Some lawyers say the best strategy for these investors, at least for now, may be to lay low and not seek financial help from the Securities Investor Protection Corp, which maintains a special reserve fund to help investors and is working with the Madoff firm trustee.
"My advice so far is they should wait until more information is available," said Brian Neville, an attorney at law firm Lax & Neville LLP in New York. "Many of these people are beside themselves with this decision."
Madoff investors face a March 4 filing deadline to apply for up to $500,000 in aid from SIPC, set up by Congress to maintain a fund to help investors with accounts at brokerage firms that have failed.
SIPC President Stephen Harbeck told Reuters on Friday that staff from his group and the U.S. Securities and Exchange Commission have met to determine the best way to settle claims but that no formal decision had been made.
He said the Madoff firm trustee is poring over claims from Madoff clients and has started classifying them.
A 'ROAD MAP' TO PAST PROFITS?
At a forum on the Madoff case this week, sponsored by accounting firm Holtz Rubenstein Reminick, one woman stood and asked the assembled tax and legal experts what she had to gain by filing a claim with SIPC.

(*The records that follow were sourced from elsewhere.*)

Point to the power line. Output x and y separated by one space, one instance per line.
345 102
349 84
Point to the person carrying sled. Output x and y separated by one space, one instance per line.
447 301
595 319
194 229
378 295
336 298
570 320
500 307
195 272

She said she had been advised by some lawyers not to bring a claim because doing so could provide "a road map" for the Madoff firm trustee as he weighs whether to bring lawsuits against investors seeking the return of their past profits.
The woman, who declined to be identified during or after the meeting, told Reuters that she had inherited her Madoff account from her late husband, who had been a long-standing client of the money manager.
Madoff was arrested last month and charged with securities fraud after authorities said he had confessed to a $50 billion Ponzi scheme, a scam in which earlier investors who withdraw money are paid with money put in by later investors.
A legal concept known as "fraudulent conveyance" presents Madoff investors with their dilemma in how to proceed with any possible claims of their own. If they pulled their money out they could be forced to return profits, or even possibly some of their initial investments, to help offset others who lost money in the purported fraud.
Neville said that many Madoff clients in jeopardy of having to return funds are senior citizens who are far from wealthy.
He said his clients include older people who have used the gains on their Madoff accounts, which they often seeded with a small original investment, to pay their living expenses. With their remaining investment now gone, some are being forced to raise cash by selling their only asset -- their homes -- in the worst housing market in years, he said.
Another legal expert, Hofstra University business law professor Ronald Colombo, said he thinks investors should not try to hide from the trustee and keep past profits a secret.
Speaking at the forum this week, he said the trustee could always seek an investor's account records through a subpoena, so in the meantime Madoff clients should at least see if they are eligible to tap into SIPC's reserve fund.